UK daily reports on 2 odd messages in MH370’s final 54 minutes with control tower

In the last 54 minutes of communications between the cockpit of the missing MH370 and the control tower, two things stood out, UK's the Telegraph reported today.

The first was a message from the cockpit at 1.07am, saying that the plane was flying at 10,700m, but this was apparently unnecessary, as it was repeating a message delivered six minutes earlier.

However, the report noted that it occurred at a crucial moment at 1.07am, because this was the time the plane's ACARS signalling device sent its last message, where it was disabled at some point within the next half hour, an act believed to be deliberate.

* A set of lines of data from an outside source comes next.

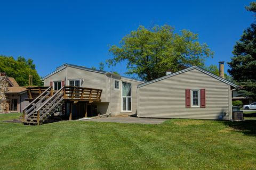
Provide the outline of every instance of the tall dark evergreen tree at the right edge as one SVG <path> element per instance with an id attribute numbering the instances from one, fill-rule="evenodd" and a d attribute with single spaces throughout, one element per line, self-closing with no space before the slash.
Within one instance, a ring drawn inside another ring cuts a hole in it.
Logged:
<path id="1" fill-rule="evenodd" d="M 256 2 L 252 2 L 246 9 L 255 13 Z M 233 54 L 228 63 L 231 68 L 228 72 L 242 87 L 240 92 L 256 99 L 256 24 L 252 23 L 244 30 L 241 39 L 234 46 Z"/>

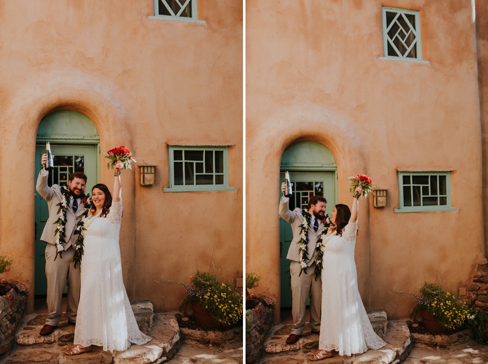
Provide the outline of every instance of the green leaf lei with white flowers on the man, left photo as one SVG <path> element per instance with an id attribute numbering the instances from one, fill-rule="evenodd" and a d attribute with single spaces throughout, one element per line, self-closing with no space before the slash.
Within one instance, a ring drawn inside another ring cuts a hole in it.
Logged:
<path id="1" fill-rule="evenodd" d="M 59 209 L 57 210 L 58 218 L 53 223 L 57 224 L 57 228 L 54 231 L 54 234 L 56 235 L 56 256 L 54 257 L 54 260 L 56 260 L 58 255 L 60 258 L 63 259 L 63 251 L 65 250 L 63 247 L 63 236 L 65 236 L 66 209 L 70 204 L 71 196 L 71 192 L 64 186 L 61 187 L 61 192 L 63 194 L 63 199 L 56 205 L 59 206 Z M 73 259 L 70 260 L 70 262 L 75 263 L 75 269 L 76 266 L 81 263 L 81 257 L 83 255 L 83 234 L 81 232 L 83 230 L 86 230 L 84 228 L 85 219 L 88 217 L 88 213 L 91 207 L 91 200 L 88 196 L 82 195 L 81 200 L 83 202 L 83 207 L 85 208 L 85 210 L 83 211 L 83 214 L 81 214 L 81 219 L 76 224 L 76 229 L 73 232 L 73 234 L 77 235 L 77 237 L 75 240 L 75 246 L 73 247 L 73 249 L 75 250 L 75 254 L 73 256 Z"/>

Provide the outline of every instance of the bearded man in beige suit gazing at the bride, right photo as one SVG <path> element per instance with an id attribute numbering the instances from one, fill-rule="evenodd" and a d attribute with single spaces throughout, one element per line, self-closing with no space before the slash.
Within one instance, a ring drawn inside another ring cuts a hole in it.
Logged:
<path id="1" fill-rule="evenodd" d="M 286 339 L 287 344 L 293 344 L 300 339 L 300 336 L 305 327 L 305 313 L 306 313 L 306 301 L 310 296 L 310 326 L 312 332 L 320 333 L 320 309 L 322 305 L 322 280 L 319 277 L 315 280 L 315 276 L 312 276 L 315 270 L 315 258 L 317 253 L 315 252 L 315 246 L 317 239 L 324 230 L 324 225 L 321 224 L 325 217 L 325 204 L 327 200 L 323 196 L 313 196 L 309 201 L 309 212 L 311 214 L 311 221 L 308 225 L 308 244 L 307 252 L 304 257 L 307 264 L 307 273 L 304 271 L 300 275 L 300 256 L 298 252 L 298 244 L 296 244 L 301 238 L 300 225 L 306 222 L 303 217 L 300 208 L 295 208 L 290 211 L 288 205 L 290 199 L 285 197 L 286 184 L 283 183 L 281 191 L 283 197 L 280 200 L 280 216 L 291 224 L 293 229 L 293 240 L 291 241 L 290 248 L 286 258 L 291 260 L 290 274 L 291 274 L 291 292 L 292 292 L 292 315 L 293 315 L 293 328 L 291 334 Z"/>

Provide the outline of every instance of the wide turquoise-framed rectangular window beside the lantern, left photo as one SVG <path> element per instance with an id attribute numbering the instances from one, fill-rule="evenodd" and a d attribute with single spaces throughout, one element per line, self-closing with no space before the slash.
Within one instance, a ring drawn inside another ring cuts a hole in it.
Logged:
<path id="1" fill-rule="evenodd" d="M 169 146 L 168 192 L 235 191 L 229 187 L 226 146 Z"/>

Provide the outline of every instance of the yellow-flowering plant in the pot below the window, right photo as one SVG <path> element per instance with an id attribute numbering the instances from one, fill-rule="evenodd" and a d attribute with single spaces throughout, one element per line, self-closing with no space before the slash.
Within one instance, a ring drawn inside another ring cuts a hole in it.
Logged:
<path id="1" fill-rule="evenodd" d="M 394 292 L 397 294 L 409 294 L 417 302 L 413 311 L 426 310 L 434 316 L 440 324 L 449 330 L 459 329 L 465 323 L 470 313 L 469 307 L 456 294 L 445 291 L 437 283 L 425 282 L 418 287 L 420 293 Z"/>

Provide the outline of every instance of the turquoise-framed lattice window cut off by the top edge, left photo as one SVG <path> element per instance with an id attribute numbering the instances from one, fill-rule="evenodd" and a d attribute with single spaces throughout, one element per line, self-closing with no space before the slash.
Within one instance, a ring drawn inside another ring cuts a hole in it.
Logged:
<path id="1" fill-rule="evenodd" d="M 198 20 L 197 0 L 154 0 L 154 16 L 149 18 L 205 23 Z"/>

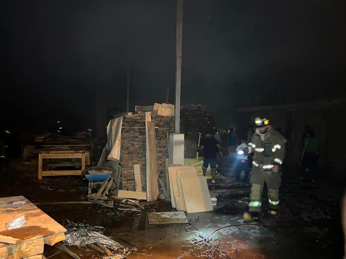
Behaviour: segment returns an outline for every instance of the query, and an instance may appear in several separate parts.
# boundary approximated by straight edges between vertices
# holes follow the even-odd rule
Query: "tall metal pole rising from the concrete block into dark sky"
[[[181,46],[183,38],[183,0],[176,1],[174,133],[180,129]]]

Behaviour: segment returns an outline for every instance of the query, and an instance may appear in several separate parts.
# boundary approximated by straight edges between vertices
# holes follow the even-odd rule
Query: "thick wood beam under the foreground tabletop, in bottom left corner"
[[[23,227],[23,228],[26,228],[26,227]],[[31,234],[34,235],[35,233],[33,232]],[[20,259],[20,258],[30,257],[33,255],[38,255],[40,253],[43,253],[43,250],[44,250],[43,238],[27,240],[18,244],[0,243],[0,258]]]

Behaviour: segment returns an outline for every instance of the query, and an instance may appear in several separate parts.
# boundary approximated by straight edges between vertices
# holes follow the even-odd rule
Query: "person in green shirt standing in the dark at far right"
[[[315,132],[309,129],[306,132],[303,152],[300,158],[302,163],[300,167],[299,179],[308,179],[311,180],[313,183],[315,182],[318,169],[318,145],[319,141],[317,138],[315,138]]]

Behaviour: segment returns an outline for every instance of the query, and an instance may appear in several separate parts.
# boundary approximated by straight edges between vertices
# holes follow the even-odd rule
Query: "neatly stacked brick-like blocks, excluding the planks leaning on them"
[[[158,115],[157,111],[151,111],[151,121],[157,127],[155,128],[157,174],[165,183],[165,159],[168,158],[167,133],[173,132],[174,117]],[[145,112],[122,118],[120,189],[135,191],[134,164],[140,165],[142,191],[146,191]],[[160,193],[162,193],[161,188]]]

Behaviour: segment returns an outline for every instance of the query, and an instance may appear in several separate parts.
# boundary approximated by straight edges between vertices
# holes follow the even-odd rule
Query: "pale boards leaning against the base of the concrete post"
[[[193,166],[168,167],[172,207],[188,213],[213,210],[207,180]]]

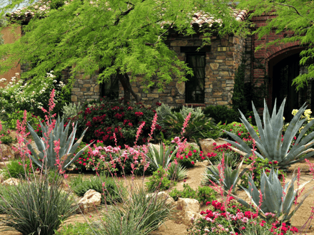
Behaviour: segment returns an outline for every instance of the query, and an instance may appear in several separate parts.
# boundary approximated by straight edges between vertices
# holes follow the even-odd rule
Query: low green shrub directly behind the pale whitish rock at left
[[[126,189],[123,187],[122,182],[118,182],[117,179],[104,175],[88,179],[83,178],[83,175],[79,175],[71,179],[70,186],[79,197],[83,197],[89,189],[100,192],[102,204],[116,204],[116,202],[122,202],[123,197],[126,195]]]

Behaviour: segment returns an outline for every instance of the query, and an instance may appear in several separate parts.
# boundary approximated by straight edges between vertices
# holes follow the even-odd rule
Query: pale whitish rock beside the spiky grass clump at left
[[[101,193],[96,192],[93,189],[89,189],[84,197],[79,200],[78,206],[80,207],[83,213],[93,211],[97,206],[101,204]]]

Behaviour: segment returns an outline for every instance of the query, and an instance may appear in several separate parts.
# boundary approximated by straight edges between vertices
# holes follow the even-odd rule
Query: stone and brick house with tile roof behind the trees
[[[247,11],[234,11],[233,14],[238,21],[247,20]],[[255,31],[271,17],[274,16],[254,17],[251,21],[255,26],[250,30]],[[31,13],[24,17],[24,19],[30,18]],[[194,14],[191,22],[196,28],[211,26],[211,23],[213,19],[201,12]],[[212,36],[211,45],[196,52],[196,49],[201,46],[201,35],[196,34],[192,38],[187,38],[172,32],[168,36],[168,45],[176,51],[178,58],[186,61],[193,68],[193,78],[189,78],[186,83],[178,83],[178,80],[173,78],[163,92],[158,92],[158,88],[153,87],[148,90],[148,93],[144,93],[140,82],[141,77],[137,77],[137,81],[131,84],[132,88],[141,102],[148,106],[153,106],[156,102],[166,103],[173,107],[231,105],[235,75],[242,61],[245,61],[245,82],[265,85],[268,93],[266,100],[270,107],[273,106],[275,98],[278,98],[279,102],[287,98],[285,115],[289,115],[293,108],[299,108],[305,101],[308,104],[314,101],[314,95],[311,95],[312,84],[298,92],[291,86],[293,78],[300,73],[306,73],[306,67],[299,65],[299,53],[304,47],[299,46],[298,43],[280,43],[258,51],[255,51],[255,48],[261,43],[287,37],[291,33],[276,34],[273,31],[260,40],[256,35],[247,38],[236,35],[226,35],[223,38]],[[22,73],[24,67],[22,65],[17,69]],[[69,71],[64,71],[63,76],[64,79],[69,77]],[[117,78],[113,77],[108,83],[101,85],[96,83],[96,79],[97,75],[84,77],[83,73],[78,74],[72,89],[71,100],[75,103],[83,103],[104,95],[111,98],[123,97],[123,88]]]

Investigators also believe that the ACARS was shut down before co-pilot Fariq Abdul Hamid's last words of “All right, good night” at 1.19am.

The second puzzling feature that is fuelling speculation that the plane going missing was no accident is the fact that the loss of communication and the sharp turn-back towards the west happened at the point of handover from air traffic controllers in Kuala Lumpur to Ho Chi Minh City.

“If I was going to steal the aeroplane, that would be the point I would do it,” said Stephen Buzdygan, a former British Airways pilot who flew 777s, according to the paper.

“There might be a bit of dead space between the air traffic controllers… It was the only time during the flight they would maybe not have been able to be seen from the ground,” it quoted him as saying.

The paper said the fresh details added to speculation over the fate of MH370, whether it was the victim of a sudden accident or a hijacking.

It said the transcript also suggests that if the pilots were involved, they were very careful to hide their true intentions.

The transcript runs from the time the Boeing 777-200ER (9M-MRO) was taxiing to its last-known position thousands of metres above the South China Sea and includes exchanges from the point where investigators believe the plane had already been sabotaged, as well as Fariq’s last words.

Other than the two oddities, analysts reportedly said the sequence of messages appeared “perfectly routine”.

It was earlier reported that investigators suspect flight MH370, which took off from Kuala Lumpur for Beijing shortly after midnight on March 8, was deliberately diverted thousands of kilometres from its scheduled path.

They are focusing on hijacking or sabotage but have not ruled out technical problems.

The search for the Malaysian jet, which is now focused on the Indian Ocean, is the longest in modern passenger-airline history.

The previous record was the 10-day search for a Boeing 737-400 operated by Indonesia’s PT Adam Skyconnection Airlines, which went missing off the coast of Sulawesi island on January 1, 2007. – March 22, 2014.